Storage Requirements and Floating Point Operations.

The following table summarizes the storage requirements for the different levels of ABLE. For clarity, we assume that the block size is a constant, $p$. To obtain an upper bound for the storage requirements in the variable block case, replace $p$ by the maximum allowed block sizes, $p_{\max}$.

Level	Function	Storage requirement
1	basic three-term recurrences	$matrix+6pn+3p^2 j^2 + 4pj$
2	full biorthogonality	additional $2jpn$
3	semi-biorthogonality	additional $2jpn+4p^2 j$
4	treat breakdown or cluster	no additional requirement

Note that matrix denotes the required storage for computing the product $AZ$ and $A^{\ast}Z$.

To maintain full or semi-biorthogonality, it is necessary to store all computed Lanczos vectors $\{ Q_i \}$ and $\{ P_i \}$. The user must allocate memory for two rectangular arrays of dimension $n$ by $m$ for this purpose. If memory is limited, the best remedy is to restart as described in [207,110], but this is not available in the current version of ABLE.

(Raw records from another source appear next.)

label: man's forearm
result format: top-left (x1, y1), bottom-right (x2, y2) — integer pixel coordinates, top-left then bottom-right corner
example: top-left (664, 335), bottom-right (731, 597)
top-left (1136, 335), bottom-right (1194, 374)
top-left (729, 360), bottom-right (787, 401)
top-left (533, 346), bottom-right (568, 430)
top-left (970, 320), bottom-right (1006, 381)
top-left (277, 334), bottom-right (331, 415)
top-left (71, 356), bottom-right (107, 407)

Now, let us summarize the cost of floating point operations performed per Lanczos step. Lower order floating point operation costs are ignored. The following table is a summary of the different types of operations required in the implementation of ABLE.

	Matrix-	m-inner	m-saxpy	m-scaling
Function	m-vectors	product			QRD
	product	($X^{\ast} Y$)	($Y+Xa$)	($X a$)
Basic three-term	2	6	8	2	2
fullbo		$2j$	$2j$
semibo		2

Here the m-inner product, m-saxpy, and m-scaling denote the generalizations of the corresponding Level 1 BLAS inner product, saxpy and scaling operations to multiple-vector operations. As with the storage requirements, for simplicity we assume that the block size is constant. The multiple vectors are of dimension $n\times p$. The m-inner product, m-saxpy, and m-scaling involve $2p^2 n$, $2p(p+1)n$ and $2p^2 n$ floating point operations, respectively. QR decomposition (QRD) of an $n\times p$ ($p\ll n$) matrix costs $2p^2 n$ floating point operations. Note that for particular problems and data structures, certain operations can be performed more efficiently.

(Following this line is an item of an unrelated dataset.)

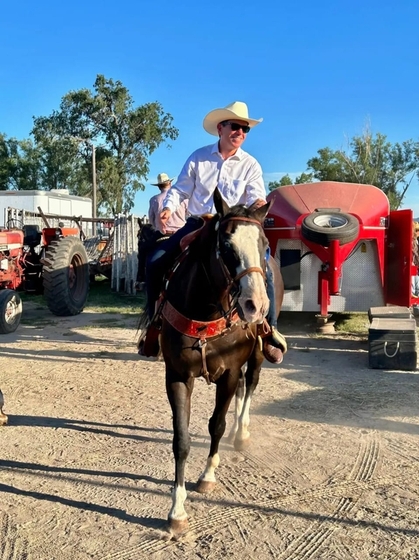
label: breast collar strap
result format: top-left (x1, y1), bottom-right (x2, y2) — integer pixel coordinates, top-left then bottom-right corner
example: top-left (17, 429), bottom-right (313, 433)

Additional floating point operations are required for the following occasional events:

• If the correction occurs at iteration $j$ to maintain semi-biorthogonality, then this costs an additional $(4j+2)$ m-inner products and $(4j+2)$ m-saxpy.

• If the procedure to adapt the block size to the larger clustering of converged Ritz values (group) and/or cure the breakdown (treatbd) is executed, then the cost increases by $(2j+5)$ m-inner products and $(2j+4)$ m-saxpy of $n \times \delta$ multiple vectors.

• If the Lanczos vectors in a block are rank deficient, then the cost increases by $2j$ m-inner products and $2j$ m-saxpy for the TSMGS procedure.

• It costs about $30(jp)^3$ to compute all eigentriplets of the block-tridiagonal matrix $T_{[j]}$.